A especialista destaca que esse cenário pode afetar diretamente a forma como a profissional percebe seu próprio valor.
"Com o tempo, muitas mulheres passam a acreditar que precisam ser impecáveis para serem respeitadas. Isso pode enfraquecer a autoestima e favorecer sentimentos de inadequação, mesmo diante de conquistas concretas e de uma trajetória profissional sólida", afirma.
Outro fenômeno comum nesses contextos é a chamada síndrome da impostora, caracterizada pela dificuldade de reconhecer as próprias competências e pelo medo constante de ser considerada incapaz.
"Mesmo quando existem resultados consistentes, algumas mulheres continuam sentindo que precisam provar que merecem ocupar aquele espaço. A sensação de estar sempre em teste gera sofrimento emocional e pode comprometer a confiança para assumir novos desafios ou posições de liderança", observa a Dra. Andrea.
Além dos impactos individuais, a psicóloga ressalta que ambientes marcados por preconceitos explícitos ou sutis também afetam a produtividade e o bem-estar das equipes.
"Quando parte da energia emocional é direcionada para lidar com julgamentos, estereótipos ou a necessidade constante de validação, sobra menos espaço para inovação, criatividade e desenvolvimento profissional. O resultado é um desgaste que pode contribuir para quadros de ansiedade, estresse crônico e exaustão emocional", diz.

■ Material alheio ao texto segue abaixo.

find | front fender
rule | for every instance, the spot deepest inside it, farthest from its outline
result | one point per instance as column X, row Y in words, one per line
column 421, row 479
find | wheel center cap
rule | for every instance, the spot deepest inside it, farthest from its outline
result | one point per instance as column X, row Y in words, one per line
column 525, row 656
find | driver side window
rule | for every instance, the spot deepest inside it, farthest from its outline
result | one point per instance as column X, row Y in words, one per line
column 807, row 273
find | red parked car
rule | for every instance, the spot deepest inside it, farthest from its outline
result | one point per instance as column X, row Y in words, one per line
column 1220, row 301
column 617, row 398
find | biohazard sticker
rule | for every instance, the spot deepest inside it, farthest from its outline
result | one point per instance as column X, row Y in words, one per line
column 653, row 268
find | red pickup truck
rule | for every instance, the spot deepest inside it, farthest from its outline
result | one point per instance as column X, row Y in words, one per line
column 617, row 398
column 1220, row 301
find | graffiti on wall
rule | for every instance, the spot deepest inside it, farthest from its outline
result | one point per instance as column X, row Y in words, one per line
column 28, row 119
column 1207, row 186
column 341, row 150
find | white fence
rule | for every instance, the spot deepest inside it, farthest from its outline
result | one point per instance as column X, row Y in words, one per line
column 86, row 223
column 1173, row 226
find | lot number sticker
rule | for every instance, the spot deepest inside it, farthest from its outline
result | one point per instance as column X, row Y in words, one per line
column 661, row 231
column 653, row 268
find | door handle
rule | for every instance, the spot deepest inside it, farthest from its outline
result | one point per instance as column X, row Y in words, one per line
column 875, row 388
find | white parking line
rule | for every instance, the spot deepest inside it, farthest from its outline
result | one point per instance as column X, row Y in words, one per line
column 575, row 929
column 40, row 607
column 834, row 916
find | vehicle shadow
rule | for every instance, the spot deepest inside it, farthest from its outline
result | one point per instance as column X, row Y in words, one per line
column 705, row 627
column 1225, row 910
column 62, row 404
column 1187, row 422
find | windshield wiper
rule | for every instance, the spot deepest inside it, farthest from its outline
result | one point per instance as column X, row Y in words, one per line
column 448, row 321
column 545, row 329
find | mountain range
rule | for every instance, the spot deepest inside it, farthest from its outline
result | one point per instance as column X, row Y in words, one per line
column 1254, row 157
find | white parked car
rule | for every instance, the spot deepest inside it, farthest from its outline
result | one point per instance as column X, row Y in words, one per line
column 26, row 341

Para a Dra., promover ambientes mais inclusivos é uma medida que beneficia não apenas as mulheres, mas toda a organização.
"O reconhecimento profissional deve estar associado à competência, ao desempenho e aos resultados, independentemente do gênero. Ambientes saudáveis são aqueles em que as pessoas podem desenvolver seu potencial sem a necessidade de provar diariamente que merecem estar ali", conclui.